Sonia Devillers déplore ce matin l'utilisation unanime de l'expression "Les Parisiens", un poncif qui masque les disparités sociales criantes de la capitale.

Paris
Paris © Getty

Quel raccourci journalistique ! Médias nationaux et régionaux s’en donnent à qui mieux mieux. Et « Paris » qui s’est vidée et « les Parisiens » qui se sont précipités dans leurs résidences secondaires et, pont de l’Ascension oblige, « les Parisiens » qui louent « à tour de bras » des maisons en forêt de Fontainebleau. Ben voyons. Mais de quels Parisiens parle-t-on ? 

11% des Parisiens ont quitté la capitale pendant le confinement. Ca fait un paquet de gens, mais moins que les 89% d’habitants qui sont restés. Et dans des petits appartements. Car Paris ne compte qu’1% de maisons et les logements de la ville possèdent en moyenne deux pièces et demi. Paris, ville entassée. La densité y est de 21 000 habitants / km² . C’est plus que New York ou New Delhi. 

Je ne nie pas ce qu’ont vécu les Charentais, les Bretons, les Normands. Ils ont bien vu arriver des voitures immatriculées en Île-de-France. Ça a créé des tensions, et il est légitime que la presse locale s’en soit fait l’écho. Mais, encore une fois, de quels « Parisiens » parle-t-on ? La semaine dernière, les statistiques de l’Insee sur la concentration des très hauts revenus français à Paris ont fait, partout, les gros titres. Il fallait aller au-delà. S’apercevoir que les très riches constituent 23% du 7e arrondissement (so chic), mais seulement 2% du 13e (moins chic).

Je ne balaie pas non plus deux siècles de jacobinisme et de ressentiment envers cette ville qui concentre les privilèges et les pouvoirs. Mais dire « les Parisiens » pour caractériser un déferlement de population à la mer et à la campagne, c’est oblitérer 100 écoles élémentaires classées Réseau d’Education Prioritaire, un quart de résidences principales qui sont des logements sociaux, et 250 000 demandes en attente d’y accéder.
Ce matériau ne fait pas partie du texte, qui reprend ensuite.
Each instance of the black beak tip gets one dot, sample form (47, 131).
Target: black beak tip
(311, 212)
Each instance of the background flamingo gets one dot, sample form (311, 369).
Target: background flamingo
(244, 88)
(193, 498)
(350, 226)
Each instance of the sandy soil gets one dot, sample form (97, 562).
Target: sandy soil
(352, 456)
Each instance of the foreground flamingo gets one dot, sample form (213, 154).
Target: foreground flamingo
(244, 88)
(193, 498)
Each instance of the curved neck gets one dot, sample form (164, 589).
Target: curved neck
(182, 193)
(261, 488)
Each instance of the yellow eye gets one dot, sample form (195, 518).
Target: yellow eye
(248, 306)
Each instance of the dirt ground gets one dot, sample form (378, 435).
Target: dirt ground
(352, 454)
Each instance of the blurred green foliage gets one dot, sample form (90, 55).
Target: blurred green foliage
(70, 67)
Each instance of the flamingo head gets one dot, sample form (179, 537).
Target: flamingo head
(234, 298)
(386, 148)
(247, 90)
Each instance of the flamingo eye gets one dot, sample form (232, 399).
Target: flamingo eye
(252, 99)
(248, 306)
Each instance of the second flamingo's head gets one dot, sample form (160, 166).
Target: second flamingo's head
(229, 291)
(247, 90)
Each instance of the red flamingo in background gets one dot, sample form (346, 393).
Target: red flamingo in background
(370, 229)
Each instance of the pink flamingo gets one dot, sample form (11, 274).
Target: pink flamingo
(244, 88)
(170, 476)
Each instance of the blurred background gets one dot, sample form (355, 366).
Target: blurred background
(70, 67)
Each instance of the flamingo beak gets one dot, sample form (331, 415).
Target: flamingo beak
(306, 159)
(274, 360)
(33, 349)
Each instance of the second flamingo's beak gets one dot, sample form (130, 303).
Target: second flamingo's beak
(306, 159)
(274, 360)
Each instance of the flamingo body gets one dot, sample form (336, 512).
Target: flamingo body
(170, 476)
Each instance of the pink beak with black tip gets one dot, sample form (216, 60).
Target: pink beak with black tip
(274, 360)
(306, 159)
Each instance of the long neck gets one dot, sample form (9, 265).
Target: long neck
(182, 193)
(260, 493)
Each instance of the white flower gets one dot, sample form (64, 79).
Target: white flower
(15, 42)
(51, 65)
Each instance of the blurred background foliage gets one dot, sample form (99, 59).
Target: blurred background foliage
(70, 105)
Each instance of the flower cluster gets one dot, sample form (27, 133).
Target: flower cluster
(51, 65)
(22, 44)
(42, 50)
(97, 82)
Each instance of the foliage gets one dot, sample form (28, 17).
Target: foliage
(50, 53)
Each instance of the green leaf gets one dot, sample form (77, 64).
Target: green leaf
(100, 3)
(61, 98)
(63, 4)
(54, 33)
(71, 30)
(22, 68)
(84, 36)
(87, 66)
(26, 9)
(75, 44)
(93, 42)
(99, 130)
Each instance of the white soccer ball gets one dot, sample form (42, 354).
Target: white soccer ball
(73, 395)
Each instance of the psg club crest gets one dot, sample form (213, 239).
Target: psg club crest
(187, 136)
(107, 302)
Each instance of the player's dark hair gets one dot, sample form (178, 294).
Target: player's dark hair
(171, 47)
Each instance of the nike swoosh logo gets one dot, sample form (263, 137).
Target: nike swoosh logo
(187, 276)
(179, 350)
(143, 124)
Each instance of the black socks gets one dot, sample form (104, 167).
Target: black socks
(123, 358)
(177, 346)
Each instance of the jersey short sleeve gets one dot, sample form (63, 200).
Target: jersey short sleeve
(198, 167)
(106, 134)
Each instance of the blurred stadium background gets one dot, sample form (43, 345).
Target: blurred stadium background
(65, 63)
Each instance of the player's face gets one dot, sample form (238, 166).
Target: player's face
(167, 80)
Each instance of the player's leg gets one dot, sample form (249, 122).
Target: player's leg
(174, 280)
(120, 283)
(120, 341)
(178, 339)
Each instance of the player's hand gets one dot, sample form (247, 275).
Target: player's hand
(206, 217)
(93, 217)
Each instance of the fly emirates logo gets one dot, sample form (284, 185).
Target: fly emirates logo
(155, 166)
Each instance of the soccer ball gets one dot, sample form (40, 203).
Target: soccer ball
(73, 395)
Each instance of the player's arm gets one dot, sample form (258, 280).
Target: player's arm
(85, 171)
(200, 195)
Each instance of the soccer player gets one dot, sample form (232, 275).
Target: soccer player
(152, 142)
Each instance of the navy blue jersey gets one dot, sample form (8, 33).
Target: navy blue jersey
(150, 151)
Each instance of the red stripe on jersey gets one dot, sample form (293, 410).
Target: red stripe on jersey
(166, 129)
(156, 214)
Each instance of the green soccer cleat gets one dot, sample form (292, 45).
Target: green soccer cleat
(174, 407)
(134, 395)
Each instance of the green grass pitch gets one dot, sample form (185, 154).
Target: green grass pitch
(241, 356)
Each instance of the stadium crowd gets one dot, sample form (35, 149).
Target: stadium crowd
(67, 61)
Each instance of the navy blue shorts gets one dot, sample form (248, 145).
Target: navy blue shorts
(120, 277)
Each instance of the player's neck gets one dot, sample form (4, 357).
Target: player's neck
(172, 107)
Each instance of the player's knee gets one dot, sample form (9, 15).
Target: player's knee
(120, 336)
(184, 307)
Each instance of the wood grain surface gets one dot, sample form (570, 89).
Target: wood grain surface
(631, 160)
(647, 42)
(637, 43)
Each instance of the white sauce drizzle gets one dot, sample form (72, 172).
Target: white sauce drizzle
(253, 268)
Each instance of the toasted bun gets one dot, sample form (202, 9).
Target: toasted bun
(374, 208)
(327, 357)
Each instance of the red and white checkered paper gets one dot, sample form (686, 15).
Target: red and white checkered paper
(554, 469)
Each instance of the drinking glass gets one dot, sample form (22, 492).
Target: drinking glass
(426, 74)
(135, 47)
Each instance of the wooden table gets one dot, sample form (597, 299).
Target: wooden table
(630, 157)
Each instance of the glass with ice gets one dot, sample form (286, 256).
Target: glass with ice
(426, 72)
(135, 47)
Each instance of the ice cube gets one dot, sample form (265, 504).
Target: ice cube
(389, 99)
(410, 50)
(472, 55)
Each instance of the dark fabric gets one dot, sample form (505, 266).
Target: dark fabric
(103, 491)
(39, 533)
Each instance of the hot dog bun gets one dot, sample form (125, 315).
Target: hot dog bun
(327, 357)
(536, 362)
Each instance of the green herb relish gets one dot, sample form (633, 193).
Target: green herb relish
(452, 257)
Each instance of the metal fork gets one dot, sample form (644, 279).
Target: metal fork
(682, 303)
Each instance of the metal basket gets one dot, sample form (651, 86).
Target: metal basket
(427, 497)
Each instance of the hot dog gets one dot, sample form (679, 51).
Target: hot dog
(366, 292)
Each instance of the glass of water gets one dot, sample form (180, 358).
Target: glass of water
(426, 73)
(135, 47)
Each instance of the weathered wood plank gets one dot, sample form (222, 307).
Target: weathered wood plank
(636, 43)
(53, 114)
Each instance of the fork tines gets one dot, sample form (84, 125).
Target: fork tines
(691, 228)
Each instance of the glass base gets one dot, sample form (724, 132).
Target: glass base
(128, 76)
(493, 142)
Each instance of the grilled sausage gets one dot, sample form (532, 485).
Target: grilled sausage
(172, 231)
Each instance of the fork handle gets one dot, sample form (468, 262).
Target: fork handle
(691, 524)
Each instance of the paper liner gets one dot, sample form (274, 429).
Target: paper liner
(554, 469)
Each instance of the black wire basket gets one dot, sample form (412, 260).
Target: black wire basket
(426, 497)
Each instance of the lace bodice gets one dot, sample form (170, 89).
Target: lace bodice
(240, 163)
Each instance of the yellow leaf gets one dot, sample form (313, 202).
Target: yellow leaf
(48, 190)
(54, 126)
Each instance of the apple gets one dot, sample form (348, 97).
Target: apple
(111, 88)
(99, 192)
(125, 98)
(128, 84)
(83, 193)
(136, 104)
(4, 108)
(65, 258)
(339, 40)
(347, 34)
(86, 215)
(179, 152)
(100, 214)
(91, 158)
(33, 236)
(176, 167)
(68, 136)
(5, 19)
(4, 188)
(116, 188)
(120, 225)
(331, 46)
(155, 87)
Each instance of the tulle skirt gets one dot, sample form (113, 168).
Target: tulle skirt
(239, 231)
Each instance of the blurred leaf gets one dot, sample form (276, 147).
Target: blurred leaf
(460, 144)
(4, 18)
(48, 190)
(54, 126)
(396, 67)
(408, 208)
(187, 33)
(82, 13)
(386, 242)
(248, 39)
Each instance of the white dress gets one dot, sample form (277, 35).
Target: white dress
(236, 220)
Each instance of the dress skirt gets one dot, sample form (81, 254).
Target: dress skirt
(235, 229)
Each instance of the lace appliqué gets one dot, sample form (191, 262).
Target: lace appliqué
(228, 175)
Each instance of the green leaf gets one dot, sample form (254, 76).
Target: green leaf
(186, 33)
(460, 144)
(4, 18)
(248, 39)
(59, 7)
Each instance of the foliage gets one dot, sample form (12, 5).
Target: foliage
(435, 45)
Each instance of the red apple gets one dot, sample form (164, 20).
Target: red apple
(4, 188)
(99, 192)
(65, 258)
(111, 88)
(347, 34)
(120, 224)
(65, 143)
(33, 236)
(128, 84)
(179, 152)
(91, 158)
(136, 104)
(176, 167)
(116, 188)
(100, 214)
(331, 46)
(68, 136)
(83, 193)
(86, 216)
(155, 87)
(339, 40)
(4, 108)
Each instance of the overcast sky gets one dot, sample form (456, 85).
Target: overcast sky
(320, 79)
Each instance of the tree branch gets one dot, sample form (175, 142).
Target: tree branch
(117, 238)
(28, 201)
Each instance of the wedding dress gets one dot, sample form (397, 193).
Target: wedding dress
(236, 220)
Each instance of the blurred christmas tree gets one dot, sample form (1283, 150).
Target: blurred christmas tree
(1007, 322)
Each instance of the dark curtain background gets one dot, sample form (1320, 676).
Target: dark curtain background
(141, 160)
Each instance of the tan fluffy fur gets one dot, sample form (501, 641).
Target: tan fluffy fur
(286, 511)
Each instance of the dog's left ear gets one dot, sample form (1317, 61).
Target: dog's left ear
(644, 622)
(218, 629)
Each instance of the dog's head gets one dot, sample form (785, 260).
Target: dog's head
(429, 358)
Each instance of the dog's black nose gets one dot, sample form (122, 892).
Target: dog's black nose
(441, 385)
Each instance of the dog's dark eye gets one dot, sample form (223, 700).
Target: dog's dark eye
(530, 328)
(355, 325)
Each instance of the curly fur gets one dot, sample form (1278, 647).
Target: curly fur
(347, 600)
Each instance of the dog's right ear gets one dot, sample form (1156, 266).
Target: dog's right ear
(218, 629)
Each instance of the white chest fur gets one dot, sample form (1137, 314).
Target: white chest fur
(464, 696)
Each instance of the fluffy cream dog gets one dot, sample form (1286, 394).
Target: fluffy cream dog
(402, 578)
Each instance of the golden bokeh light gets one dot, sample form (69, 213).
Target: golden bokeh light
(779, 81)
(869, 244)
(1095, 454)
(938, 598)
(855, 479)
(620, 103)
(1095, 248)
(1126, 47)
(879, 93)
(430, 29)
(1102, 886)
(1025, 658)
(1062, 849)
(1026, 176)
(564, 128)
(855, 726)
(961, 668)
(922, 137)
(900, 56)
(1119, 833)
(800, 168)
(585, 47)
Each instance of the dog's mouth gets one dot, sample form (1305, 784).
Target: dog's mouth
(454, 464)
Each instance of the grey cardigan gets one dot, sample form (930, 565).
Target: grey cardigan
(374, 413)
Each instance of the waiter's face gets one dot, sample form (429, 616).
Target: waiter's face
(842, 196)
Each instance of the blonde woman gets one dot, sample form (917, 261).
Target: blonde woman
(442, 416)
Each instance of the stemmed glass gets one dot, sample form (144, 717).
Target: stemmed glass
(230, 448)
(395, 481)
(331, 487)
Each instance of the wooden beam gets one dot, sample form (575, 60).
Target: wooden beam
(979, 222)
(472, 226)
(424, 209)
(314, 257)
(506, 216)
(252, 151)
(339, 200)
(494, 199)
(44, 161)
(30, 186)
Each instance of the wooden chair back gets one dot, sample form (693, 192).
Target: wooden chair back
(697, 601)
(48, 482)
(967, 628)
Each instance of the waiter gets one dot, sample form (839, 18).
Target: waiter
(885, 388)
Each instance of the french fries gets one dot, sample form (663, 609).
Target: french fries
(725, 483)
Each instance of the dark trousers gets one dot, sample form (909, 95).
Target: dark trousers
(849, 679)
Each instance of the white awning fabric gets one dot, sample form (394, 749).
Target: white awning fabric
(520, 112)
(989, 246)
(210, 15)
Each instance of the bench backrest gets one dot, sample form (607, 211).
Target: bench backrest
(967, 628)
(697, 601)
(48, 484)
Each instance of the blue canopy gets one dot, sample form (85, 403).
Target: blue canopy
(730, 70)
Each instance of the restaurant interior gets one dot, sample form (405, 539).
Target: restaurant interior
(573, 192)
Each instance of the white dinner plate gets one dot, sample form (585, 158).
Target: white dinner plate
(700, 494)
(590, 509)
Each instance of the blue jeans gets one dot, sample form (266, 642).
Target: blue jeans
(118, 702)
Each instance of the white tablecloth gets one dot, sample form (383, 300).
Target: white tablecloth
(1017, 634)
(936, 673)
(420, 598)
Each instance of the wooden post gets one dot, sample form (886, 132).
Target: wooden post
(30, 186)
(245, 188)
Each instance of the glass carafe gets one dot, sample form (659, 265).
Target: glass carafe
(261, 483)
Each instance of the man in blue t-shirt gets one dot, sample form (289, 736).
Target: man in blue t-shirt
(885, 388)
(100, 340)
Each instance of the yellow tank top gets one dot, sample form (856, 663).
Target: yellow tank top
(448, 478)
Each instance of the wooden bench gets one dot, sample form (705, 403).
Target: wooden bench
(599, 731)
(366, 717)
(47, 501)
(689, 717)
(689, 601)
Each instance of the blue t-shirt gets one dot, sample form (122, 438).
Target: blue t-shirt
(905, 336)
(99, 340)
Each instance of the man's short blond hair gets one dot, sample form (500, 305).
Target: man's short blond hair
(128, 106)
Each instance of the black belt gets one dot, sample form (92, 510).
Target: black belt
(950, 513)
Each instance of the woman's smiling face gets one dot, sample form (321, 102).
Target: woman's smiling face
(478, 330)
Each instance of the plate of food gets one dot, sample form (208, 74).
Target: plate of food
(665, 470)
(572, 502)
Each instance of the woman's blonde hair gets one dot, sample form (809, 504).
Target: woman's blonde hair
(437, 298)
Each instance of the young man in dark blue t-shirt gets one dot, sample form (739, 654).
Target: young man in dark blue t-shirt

Je doute que ces ménages-là collectionnent les bicoques à Noirmoutier et les « loc » en vallée de Chevreuse. 

Voilà. Je ne plains pas les Parisiens. Ils ne sont pas, loin de là, plus malheureux que d’autres. Mais nombreux sont ceux qui ne cochent pas les cases du stéréotype médiatique martelé depuis neuf semaines. La presse s’avère parfois paresseuse. Elle crée des oppositions qui n’existent pas et passe à côté d’injustices qui sévissent bel et bien. Y compris chez « les Parisiens ».